Три этюда о тишине

Три случая из моей жизни, о которых я собираюсь рассказать, по видимости никак не связаны друг с другом. На самом деле связь между ними существует, и я надеюсь, что то в разъяснении этой связи, в чём не преуспеет само изложение событий, будет, как обычно, довершено рассуждением, привешенным к хвосту рассказа.
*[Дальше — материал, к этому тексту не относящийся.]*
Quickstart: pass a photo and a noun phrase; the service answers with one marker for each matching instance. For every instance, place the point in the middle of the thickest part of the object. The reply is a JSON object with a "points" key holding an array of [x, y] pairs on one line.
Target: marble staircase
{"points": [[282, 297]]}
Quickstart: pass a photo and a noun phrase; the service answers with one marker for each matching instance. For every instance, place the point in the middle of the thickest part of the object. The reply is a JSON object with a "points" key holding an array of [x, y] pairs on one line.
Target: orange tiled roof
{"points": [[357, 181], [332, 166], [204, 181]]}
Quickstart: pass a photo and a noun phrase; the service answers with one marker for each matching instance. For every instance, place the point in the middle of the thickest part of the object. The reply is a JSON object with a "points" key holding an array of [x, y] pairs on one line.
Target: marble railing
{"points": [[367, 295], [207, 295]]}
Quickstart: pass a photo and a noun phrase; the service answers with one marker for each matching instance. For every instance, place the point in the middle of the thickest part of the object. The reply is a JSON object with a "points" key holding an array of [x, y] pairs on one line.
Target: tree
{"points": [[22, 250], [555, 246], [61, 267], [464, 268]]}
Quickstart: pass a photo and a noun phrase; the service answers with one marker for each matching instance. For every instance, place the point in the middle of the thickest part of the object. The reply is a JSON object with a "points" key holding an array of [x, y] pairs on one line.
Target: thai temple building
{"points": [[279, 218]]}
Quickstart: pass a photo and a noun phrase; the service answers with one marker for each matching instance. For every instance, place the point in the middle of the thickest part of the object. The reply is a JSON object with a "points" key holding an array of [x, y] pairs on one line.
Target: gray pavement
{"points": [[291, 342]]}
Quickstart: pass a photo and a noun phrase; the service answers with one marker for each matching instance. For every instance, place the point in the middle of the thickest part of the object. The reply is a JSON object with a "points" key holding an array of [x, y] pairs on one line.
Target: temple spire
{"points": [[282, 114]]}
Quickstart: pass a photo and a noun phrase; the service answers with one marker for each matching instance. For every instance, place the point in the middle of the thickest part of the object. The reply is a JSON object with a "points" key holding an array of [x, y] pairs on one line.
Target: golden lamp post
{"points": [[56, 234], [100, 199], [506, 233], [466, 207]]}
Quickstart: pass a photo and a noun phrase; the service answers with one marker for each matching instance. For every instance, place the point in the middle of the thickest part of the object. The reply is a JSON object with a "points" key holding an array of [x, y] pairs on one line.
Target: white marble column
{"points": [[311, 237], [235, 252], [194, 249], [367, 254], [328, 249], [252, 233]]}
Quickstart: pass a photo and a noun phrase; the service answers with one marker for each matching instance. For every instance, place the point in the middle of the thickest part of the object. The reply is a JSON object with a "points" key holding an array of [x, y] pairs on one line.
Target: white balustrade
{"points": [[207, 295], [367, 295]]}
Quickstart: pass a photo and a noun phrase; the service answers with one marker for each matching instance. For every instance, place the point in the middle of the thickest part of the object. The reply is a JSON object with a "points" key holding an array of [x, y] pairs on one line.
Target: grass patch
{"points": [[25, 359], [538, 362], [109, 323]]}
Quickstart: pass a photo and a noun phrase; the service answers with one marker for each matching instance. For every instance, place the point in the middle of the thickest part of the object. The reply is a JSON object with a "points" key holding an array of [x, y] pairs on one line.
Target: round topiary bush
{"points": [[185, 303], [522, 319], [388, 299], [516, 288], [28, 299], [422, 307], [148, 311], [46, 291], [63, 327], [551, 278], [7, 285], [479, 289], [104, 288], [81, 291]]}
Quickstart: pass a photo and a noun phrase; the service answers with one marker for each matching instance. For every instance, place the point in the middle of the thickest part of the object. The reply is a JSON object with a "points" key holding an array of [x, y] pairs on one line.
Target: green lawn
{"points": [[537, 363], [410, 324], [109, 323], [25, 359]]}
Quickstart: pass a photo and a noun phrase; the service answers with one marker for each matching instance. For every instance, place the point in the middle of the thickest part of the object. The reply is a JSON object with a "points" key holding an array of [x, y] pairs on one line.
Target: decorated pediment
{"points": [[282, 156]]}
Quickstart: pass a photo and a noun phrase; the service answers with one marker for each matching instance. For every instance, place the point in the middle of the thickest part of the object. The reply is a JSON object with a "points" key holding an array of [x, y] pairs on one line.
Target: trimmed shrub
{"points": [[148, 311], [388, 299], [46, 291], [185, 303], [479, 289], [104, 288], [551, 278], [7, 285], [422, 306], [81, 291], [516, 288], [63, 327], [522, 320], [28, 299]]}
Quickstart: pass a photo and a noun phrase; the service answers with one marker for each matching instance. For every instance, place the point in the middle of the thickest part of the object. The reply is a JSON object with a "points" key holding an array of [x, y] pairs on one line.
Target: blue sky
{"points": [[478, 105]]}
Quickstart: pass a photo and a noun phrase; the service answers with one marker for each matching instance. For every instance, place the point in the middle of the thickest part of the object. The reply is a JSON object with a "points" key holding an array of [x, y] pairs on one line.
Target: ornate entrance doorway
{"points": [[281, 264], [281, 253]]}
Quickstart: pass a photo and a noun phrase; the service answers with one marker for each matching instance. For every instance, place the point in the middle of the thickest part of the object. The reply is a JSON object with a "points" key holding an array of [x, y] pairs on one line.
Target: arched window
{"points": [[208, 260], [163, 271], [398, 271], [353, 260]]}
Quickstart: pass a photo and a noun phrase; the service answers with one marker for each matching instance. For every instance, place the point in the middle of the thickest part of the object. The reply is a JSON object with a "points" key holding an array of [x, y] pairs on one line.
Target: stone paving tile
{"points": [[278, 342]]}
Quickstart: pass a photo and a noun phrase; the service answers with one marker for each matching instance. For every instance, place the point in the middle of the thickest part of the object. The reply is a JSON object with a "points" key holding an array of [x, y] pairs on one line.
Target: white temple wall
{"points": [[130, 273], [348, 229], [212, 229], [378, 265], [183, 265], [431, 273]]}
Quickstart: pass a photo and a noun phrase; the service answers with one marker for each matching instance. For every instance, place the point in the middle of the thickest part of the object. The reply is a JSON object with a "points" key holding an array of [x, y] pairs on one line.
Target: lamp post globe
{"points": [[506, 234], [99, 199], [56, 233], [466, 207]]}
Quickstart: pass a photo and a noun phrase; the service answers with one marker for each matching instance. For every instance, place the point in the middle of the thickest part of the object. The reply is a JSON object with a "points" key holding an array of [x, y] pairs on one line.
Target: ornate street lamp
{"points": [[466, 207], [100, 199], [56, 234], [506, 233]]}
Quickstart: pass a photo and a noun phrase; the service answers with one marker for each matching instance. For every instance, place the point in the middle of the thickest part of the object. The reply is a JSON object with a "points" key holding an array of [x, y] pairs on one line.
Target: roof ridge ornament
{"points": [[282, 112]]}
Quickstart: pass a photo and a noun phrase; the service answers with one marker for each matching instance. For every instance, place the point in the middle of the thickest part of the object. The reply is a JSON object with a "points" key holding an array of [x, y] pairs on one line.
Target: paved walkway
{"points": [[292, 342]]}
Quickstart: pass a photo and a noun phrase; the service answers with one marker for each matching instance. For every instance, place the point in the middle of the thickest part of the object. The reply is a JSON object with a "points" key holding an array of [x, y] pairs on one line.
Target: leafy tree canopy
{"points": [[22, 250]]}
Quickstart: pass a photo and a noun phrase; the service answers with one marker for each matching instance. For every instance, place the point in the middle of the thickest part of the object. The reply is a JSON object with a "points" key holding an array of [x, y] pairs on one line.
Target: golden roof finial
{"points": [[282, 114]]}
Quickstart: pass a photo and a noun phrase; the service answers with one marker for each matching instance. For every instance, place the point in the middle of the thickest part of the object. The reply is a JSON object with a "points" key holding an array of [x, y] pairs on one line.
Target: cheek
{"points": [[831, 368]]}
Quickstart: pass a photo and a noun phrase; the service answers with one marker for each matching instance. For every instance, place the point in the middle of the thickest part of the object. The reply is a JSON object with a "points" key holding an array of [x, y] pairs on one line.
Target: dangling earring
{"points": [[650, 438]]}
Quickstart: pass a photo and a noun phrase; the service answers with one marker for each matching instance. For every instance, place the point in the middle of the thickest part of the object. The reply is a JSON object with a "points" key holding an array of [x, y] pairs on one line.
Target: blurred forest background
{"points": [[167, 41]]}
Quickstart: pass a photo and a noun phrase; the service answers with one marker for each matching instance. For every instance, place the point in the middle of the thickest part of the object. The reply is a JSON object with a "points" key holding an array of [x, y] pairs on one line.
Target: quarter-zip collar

В первые годы нашей жизни в Тбилиси родители мои, разумеется, работавшие и проводившие в редакции б;льшую часть дня, «сдавали» нас с братом на это время дедушке с бабушкой. Именно здесь, в доме номер семьдесят семь «а» по проспекту Церетели и в незабвенном дворе этого дома, и протекло в основном наше детство. По вечерам приходили с работы папа с мамой, или кто-то один из них, и забирали нас. Поэтому мы почти не оставались у дедушки с бабушкой на ночь; ночевали мы у них лишь тогда, когда кто-нибудь из нас заболевал и первые проявления болезни застигали его до вечернего прихода родителей. Когда случались такие ночёвки, меня (или брата) укладывали на раскладушке рядом с платяным шкафом, занимавшим тот угол спальни, который располагался сразу справа от входа.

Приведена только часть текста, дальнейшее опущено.